De Gerrit van Velsen stond noordelijk van paltrok De Gerechtigheid op de oostoever Zuiderwatering, waar ook De Graaf Floris stond. De namen van deze drie molens hielden verband met elkaar. Gerrit van Velsen was één van de ridders, die Graaf Floris V in 1296 een kopje kleiner maakte. Als gevolg daarvan werd hij gegrepen door de aanhangers van de graaf, die hem volgens de overlevering in een ton stopten en deze vol met draadnagels sloegen. Daarna werd het vat net zo lang rond gerold tot dat Gerrit het loodje had gelegd. Dat noemde men toen ‘Gerechtigheid.’
Floris Renger en Jacob IJskes moeten een gezamenlijk belang in De Gerrit van Velzen hebben gehad, want op 1 mei 1698 had Rengers al een half part in de molen voor 2300 gulden verkocht aan Dirck Jacobsz Voogt en Mijndert Pietersz Meijn, die op hun beurt dit part op 2 februari 1702 door verkochten aan de Westzaanse houtkoper Claes Cornelisz Heijn. Hij mocht de koopsom van 2235 gulden in drie termijnen betalen. Heijn was toen samen met IJskes eigenaar van De Gerrit van Velsen.

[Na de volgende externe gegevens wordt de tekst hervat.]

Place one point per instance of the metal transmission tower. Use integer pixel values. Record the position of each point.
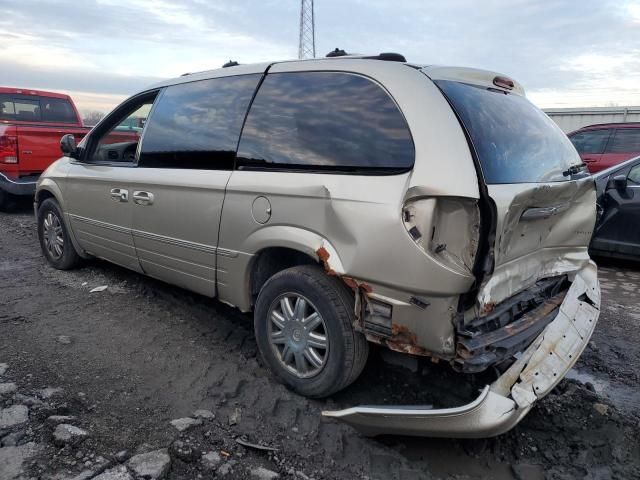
(307, 40)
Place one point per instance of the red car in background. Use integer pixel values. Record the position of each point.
(607, 144)
(31, 125)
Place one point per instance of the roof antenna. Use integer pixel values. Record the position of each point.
(336, 53)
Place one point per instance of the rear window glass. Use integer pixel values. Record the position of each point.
(7, 109)
(327, 121)
(515, 142)
(36, 109)
(625, 140)
(197, 124)
(592, 141)
(27, 110)
(57, 110)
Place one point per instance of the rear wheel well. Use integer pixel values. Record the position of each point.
(43, 195)
(273, 260)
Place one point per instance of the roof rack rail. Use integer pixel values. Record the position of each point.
(338, 52)
(388, 56)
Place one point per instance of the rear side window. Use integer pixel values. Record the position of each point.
(57, 110)
(592, 141)
(326, 121)
(634, 175)
(625, 140)
(515, 142)
(197, 125)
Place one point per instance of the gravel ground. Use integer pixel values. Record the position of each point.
(122, 365)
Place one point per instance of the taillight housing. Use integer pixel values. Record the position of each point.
(446, 228)
(8, 149)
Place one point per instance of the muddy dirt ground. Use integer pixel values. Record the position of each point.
(127, 361)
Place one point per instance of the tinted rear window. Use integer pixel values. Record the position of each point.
(591, 141)
(197, 125)
(515, 142)
(625, 140)
(327, 121)
(36, 109)
(57, 110)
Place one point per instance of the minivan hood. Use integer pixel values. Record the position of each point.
(542, 230)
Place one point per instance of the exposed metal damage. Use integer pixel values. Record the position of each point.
(507, 400)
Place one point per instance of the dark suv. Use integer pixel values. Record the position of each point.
(607, 144)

Jacob Claesz IJskes werkte ook met de latten-en veerzager De Hoop, die hij van het Wijnkanspad had laten verplaatsen naar een erf aan de Petsloot. IJskes en Heijn verkochten De Gerrit van Velsen in 1709. Toen hij in 1726 overleed was IJskes ridder te voet. De schuldenlast was zo hoog opgelopen dat zijn zoon Claes Jacobsz IJskes de erfenis weigerde .
De Gerrit van Velsen was toen al in handen van de bekende doopsgezinde vermaner Cornelis Adriaansz Loosjes, die in de winter van 1726 door drie schaatsenrijders werd geregistreerd als eigenaar van de paltrok.

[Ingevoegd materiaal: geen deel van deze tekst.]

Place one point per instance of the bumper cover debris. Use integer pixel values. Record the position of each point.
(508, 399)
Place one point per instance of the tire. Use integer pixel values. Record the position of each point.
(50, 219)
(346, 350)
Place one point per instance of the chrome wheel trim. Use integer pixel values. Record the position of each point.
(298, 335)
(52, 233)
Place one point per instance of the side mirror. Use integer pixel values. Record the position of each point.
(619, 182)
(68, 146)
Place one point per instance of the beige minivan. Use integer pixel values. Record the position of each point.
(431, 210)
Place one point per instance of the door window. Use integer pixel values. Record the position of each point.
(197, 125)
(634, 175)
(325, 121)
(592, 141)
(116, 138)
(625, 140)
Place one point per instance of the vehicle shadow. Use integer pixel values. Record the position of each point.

Loosjes was een bijzondere man. Hij werd op 2 oktober 1660 geboren en werd houthandelaar-en zager, maar werd ook één van de meest vooraanstaande vermaners van de Friesche Doopsgezinden Gemeente in Westzaandam. Hij was gehuwd met Neeltje Dirks Reijers, die in 1688 al kwam te overlijden. Zij was een dochter Dirk Reijersz en Hilgond Tijse. Reijersz was houtzager met Koning Salomon en De Koning David in Wetzaandam. Hij hertrouwde daarna met Trijntje Dirks Tagh, een dochter uit het papiermakersgeslacht in Westzaandam en na haar overlijden trad hij in het huwelijk met de Amsterdamse Grietje Jacobs. Haar vader was houtzager met de molens De Kat en De Star buiten de Zaagmolenpoort in Amsterdam.

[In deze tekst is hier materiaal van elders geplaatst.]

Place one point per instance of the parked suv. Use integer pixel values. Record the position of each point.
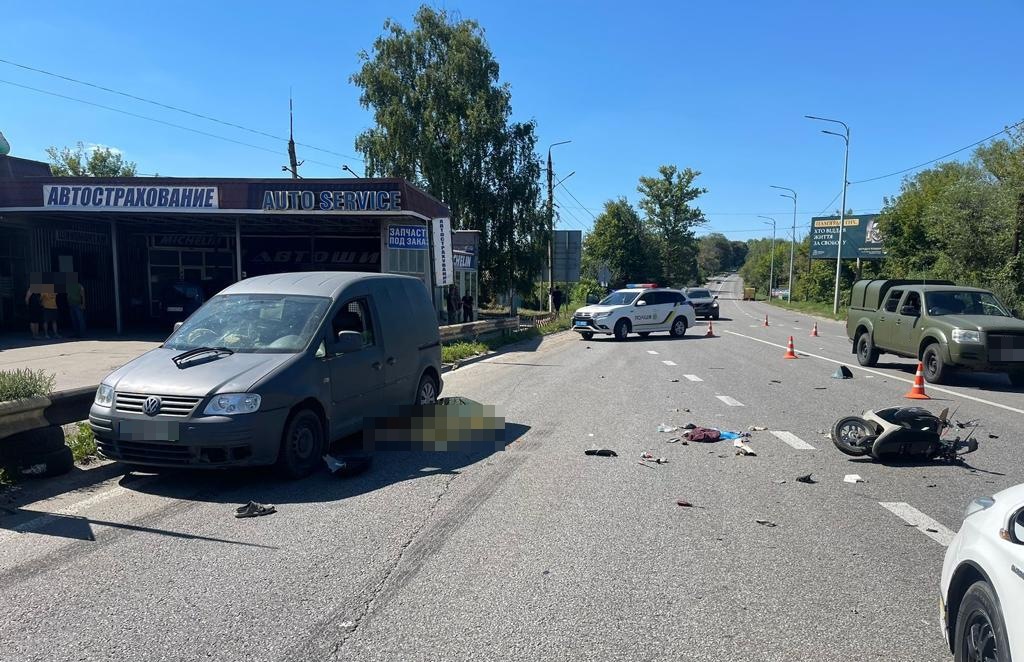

Loosjes verdiende zijn brood met een prutkokerij, die vlakbij oliemolen De Uil aan de Heerenwatering stond, maar op 28 augustus 1703 in brand vloog. In prutkokerijen werd vuile olie of traan geraffineerd, maar dat was een zeer brandgevaarlijk karweitje. Loosjes was ook olieslager en wel met De Vier Heemskinderen aan het Kalf in Oostzaandam. Met deze molen werkte hij in elk geval al in 1700, toen hij De Vier Heemskinderen op 21 januari onderbracht in een brandcontract . Volgens dr. G.J. Boekenoogen werkte Loosjes ook met De Zeemeeuw op de Hemmes in Oostzaandam , maar in de uitvoerige verzekeringsgegevens van deze molen komt de naam Loosjes nergens voor. Met De Vier Heemskinderen bleef hij werken tot zijn dood in 1720.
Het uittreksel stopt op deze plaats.